While there are plenty of cheat sheet tools on GitHub, the relatively young navi [1] offers both good functionality and an eye-pleasing design. Navi helps users browse built-in (DIY or downloaded) cheat sheets to display options and arguments for commands or directly execute the commands. Navi (as well as similar tools) lets you interactively learn about newly discovered commands and explore all their possibilities.

Installation

You can quickly install navi from the website (Listing 1). In addition, you can optionally install navi in an arbitrary directory (line 6) instead of in your path.

Listing 1

Installing navi

01 $ sudo git clone --depth 1 https://github.com/denisidoro/navi /opt/navi
02 $ cd /opt/navi
03 ### Install in $PATH
04 $ sudo make install
05 ### Alternatively
06 $ ./scripts/install <directory>

Navi does have a couple of dependencies. To avoid having navi complain, you must install the fzf string matching algorithm, a search tool that uses fuzzy searches to quickly find specific strings in a longer string or text.

You can find fzf in the Debian, Fedora, and Arch Linux repositories, where you can install it with the standard package manager. Alternatively, Mac OS X users can use Homebrew [2] for the installation. For Z shell [3] users, navi's developer offers a guide for integrating the widely used Oh My ZSH [4] configuration file.

Navi's only other dependency is ncurses, which should be preinstalled on every distribution.

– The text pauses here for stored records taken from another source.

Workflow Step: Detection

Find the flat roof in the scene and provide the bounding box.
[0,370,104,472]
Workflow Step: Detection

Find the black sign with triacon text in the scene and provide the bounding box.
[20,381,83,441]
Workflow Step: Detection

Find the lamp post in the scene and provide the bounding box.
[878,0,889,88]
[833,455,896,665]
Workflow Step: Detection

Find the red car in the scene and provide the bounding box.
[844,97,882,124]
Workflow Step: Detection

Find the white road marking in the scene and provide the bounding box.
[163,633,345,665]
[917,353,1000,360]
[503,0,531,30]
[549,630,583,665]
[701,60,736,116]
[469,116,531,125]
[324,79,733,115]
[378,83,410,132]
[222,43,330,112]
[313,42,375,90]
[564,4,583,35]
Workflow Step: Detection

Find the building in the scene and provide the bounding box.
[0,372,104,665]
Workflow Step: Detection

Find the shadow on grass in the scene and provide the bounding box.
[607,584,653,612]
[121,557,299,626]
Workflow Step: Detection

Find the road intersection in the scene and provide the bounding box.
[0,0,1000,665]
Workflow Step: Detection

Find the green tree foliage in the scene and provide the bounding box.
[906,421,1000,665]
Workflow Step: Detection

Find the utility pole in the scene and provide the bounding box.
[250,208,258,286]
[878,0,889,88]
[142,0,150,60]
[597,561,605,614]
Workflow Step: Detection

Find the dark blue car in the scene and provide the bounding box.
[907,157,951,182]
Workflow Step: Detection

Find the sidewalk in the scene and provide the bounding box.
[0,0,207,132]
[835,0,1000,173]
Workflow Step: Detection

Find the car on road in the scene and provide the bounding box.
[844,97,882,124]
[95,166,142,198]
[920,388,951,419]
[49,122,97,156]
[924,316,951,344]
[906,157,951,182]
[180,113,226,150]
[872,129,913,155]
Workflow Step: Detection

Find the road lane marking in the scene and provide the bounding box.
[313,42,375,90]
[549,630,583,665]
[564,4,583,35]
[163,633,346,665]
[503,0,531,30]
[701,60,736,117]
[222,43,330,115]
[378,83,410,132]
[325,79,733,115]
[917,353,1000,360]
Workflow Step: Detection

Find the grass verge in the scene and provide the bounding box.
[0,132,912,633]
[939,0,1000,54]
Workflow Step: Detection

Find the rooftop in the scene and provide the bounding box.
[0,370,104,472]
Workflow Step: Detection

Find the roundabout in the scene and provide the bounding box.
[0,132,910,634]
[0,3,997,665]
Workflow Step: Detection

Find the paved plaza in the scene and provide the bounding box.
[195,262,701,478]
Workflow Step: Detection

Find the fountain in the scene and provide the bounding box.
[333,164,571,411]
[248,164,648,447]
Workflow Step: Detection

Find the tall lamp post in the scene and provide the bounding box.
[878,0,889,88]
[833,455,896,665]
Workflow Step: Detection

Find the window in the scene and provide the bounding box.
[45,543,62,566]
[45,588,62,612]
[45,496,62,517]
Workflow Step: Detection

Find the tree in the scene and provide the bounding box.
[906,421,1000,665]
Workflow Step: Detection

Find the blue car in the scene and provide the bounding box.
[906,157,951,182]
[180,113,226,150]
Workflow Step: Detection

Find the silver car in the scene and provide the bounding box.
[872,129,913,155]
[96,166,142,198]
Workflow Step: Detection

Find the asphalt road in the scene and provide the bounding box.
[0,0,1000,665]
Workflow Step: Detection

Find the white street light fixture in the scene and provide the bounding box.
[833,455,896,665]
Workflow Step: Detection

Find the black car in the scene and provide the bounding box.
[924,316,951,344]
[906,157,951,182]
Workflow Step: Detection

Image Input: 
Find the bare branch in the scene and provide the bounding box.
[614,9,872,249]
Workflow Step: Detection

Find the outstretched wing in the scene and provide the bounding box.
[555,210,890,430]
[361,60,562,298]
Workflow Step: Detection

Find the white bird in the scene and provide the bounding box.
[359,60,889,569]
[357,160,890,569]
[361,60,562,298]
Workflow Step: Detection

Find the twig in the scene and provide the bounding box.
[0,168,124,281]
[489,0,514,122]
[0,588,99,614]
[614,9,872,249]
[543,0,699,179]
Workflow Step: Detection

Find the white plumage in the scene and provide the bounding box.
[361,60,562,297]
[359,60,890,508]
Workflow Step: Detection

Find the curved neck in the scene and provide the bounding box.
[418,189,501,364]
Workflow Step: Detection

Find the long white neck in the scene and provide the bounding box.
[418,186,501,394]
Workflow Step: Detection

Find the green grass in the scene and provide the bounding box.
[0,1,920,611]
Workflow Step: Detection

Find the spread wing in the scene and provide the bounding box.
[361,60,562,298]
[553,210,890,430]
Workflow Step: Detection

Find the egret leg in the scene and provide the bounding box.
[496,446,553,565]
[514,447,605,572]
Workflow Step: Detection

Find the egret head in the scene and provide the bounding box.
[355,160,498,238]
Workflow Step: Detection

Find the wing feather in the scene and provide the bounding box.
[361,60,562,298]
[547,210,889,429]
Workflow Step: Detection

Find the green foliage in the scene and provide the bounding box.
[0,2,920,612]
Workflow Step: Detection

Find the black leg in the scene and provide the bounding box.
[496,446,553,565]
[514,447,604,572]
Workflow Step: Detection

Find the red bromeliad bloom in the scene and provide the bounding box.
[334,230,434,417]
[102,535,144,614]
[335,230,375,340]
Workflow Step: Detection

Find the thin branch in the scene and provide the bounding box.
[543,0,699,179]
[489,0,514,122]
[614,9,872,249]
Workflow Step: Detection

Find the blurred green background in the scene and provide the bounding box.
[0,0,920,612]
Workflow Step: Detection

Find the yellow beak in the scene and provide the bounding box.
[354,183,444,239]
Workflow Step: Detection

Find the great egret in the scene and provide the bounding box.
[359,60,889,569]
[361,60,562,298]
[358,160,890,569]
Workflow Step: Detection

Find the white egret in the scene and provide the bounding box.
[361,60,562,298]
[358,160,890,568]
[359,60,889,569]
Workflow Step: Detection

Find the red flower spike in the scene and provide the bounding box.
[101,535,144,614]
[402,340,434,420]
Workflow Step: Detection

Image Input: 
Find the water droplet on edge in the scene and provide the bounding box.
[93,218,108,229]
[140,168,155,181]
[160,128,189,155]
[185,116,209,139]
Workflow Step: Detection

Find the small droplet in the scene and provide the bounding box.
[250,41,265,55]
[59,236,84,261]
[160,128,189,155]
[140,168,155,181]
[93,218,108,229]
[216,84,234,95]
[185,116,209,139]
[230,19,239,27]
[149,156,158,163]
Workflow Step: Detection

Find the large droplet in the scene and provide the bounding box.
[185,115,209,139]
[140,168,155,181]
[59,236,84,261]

Since work on the relatively young navi is ongoing, you will want to update the software regularly. When a new version appears on GitHub, you can update navi quickly with git (Listing 2).

Listing 2

Updating navi

$ cd "$(navi home)"
$ sudo git pull

Getting Started

First, you will want to briefly familiarize yourself with navi's arguments and options by calling navi --help in a shell. Then start the program by entering navi. Navi opens a current list of 242 embedded cheat sheets (Figure 1).

Figure 1: Navi displays the current list of cheat sheets at startup.

In the three-part view in Figure 1, you can see the application or environment from which the commands originate on the left, the tasks to be performed with them in the middle, and the corresponding command on the right. You can choose to limit the display of commands to one category. For example,

navi query git

only shows commands for git. Alternatively, you can narrow down the results in the window by typing ip addr, which results in the three commands that deal with IP addresses (Figure 2).

Figure 2: Keywords are used to limit the commands to a specific topic directly in the window.

Direct Execution

Navi's interactivity comes into play when you double-click on a selected command. If the command requires no further input, the program passes it directly to the shell. For instance, clicking on the List running services task from the systemctl, service category takes you directly to a list of running services (Figure 3). In this example, direct execution of the command does not pose a problem, because the command only prints a list and makes no other changes to your system.

Figure 3: Commands that do not change the system (e.g., listing active services) can be executed directly without any risk.